In an interview with CBN, Trump said that he sees Christian refugees in Syria as a priority, but critics have voiced their opposition to the president's plans claiming that he intends to give special status to Christians.
On Thursday, an appeals court upheld the suspension on Trump's executive order that bars refugee resettlement for 120 days, but the president said on Friday that the White House is considering to rewrite the order, The Christian Post reported.
Some Christian leaders have warned that the plan to give priority to Christians would exacerbate the problem because it would perpetuate the narrative that the Christian West is at war with Muslims.
However, some religious freedom advocates believe that it would make sense to prioritize persecuted religious minorities, considering that the U.S. Government has declared that the Islamic State has committed genocide against Christians, Yazidis and other minorities in Iraq and Syria.
Andrew Walther, the vice president of communications and strategic planning for the Catholic fraternal organization Knights of Columbus, said that religious persecution is one of the factors in establishing refugee status under American law.
He also pointed out that prioritizing Syrian Christians and other religious minorities has been the stated policy of the Obama administration, although it did not materialize for any of the minority groups in the actual numbers admitted to the U.S.
"In previous cases of genocide, the United States government has prioritized religious minorities who were targeted for genocide, who were refugees, who were displaced, who were in need of humanitarian aid, immigration or resettlement assistance," Walther told The Christian Post.
"What we have is an unbroken history of prioritizing people that have been victims of genocide or targeted for genocide. That is a proud tradition for this country," he added.
Walther also noted that after World War I and World War II, the U.S. government gave preference to persecuted minorities, such as Armenians, who experienced genocide from the Ottomans, and Jews, who survived the Holocaust.
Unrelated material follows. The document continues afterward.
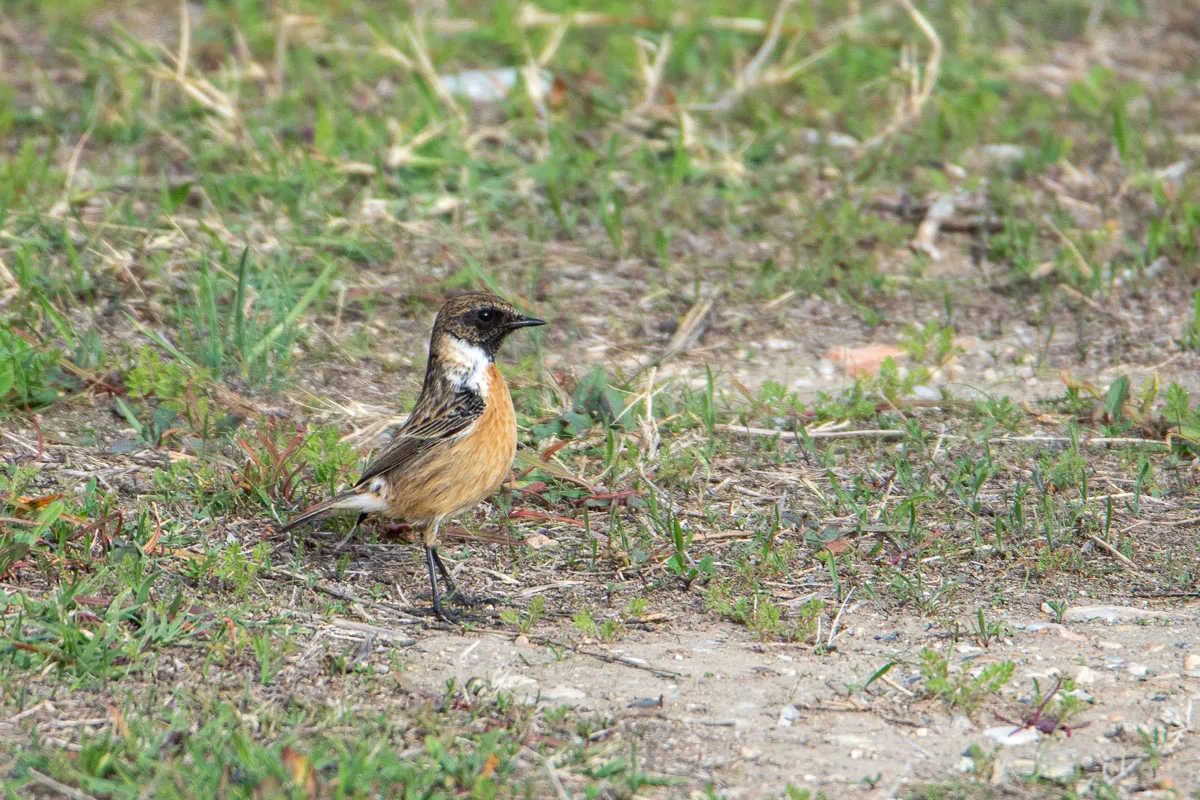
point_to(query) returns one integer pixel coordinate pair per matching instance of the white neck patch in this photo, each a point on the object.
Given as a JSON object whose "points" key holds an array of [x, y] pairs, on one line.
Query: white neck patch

Samuel Tadros, a senior fellow from the Washington D.C.-based think tank Hudson Institute's Center for Religious Freedom said that "there's nothing new about the United States taking religion into account when it's clear that refugees are part of persecuted minority groups."
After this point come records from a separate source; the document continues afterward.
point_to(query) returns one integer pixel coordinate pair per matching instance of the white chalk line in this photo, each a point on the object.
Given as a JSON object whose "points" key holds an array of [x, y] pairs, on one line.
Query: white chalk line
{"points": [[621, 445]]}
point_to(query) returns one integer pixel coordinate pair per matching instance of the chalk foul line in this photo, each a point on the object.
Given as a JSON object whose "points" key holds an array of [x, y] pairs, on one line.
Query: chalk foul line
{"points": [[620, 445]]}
"Tragically, religion is part of the refugee crises we see around the world right now and that certainly includes what's happening in Syria and Iraq," he told nationally syndicated religion columnist Terry Mattingly.
Archbishop Bashar Warda, the Chaldean Catholic archbishop of Erbil in Iraq, said that he does not think Trump's executive order would make it any harder for the persecuted Christians in Iraq.
He railed against those who were protesting Trump's executive order, saying they were not protesting when tens of thousands of displaced Christians received no financial assistance from the U.S. government or the U.N.
"I do not understand why some Americans are now upset that the many minority communities that faced a horrible genocide will finally get a degree of priority in some manner," Warda told Crux.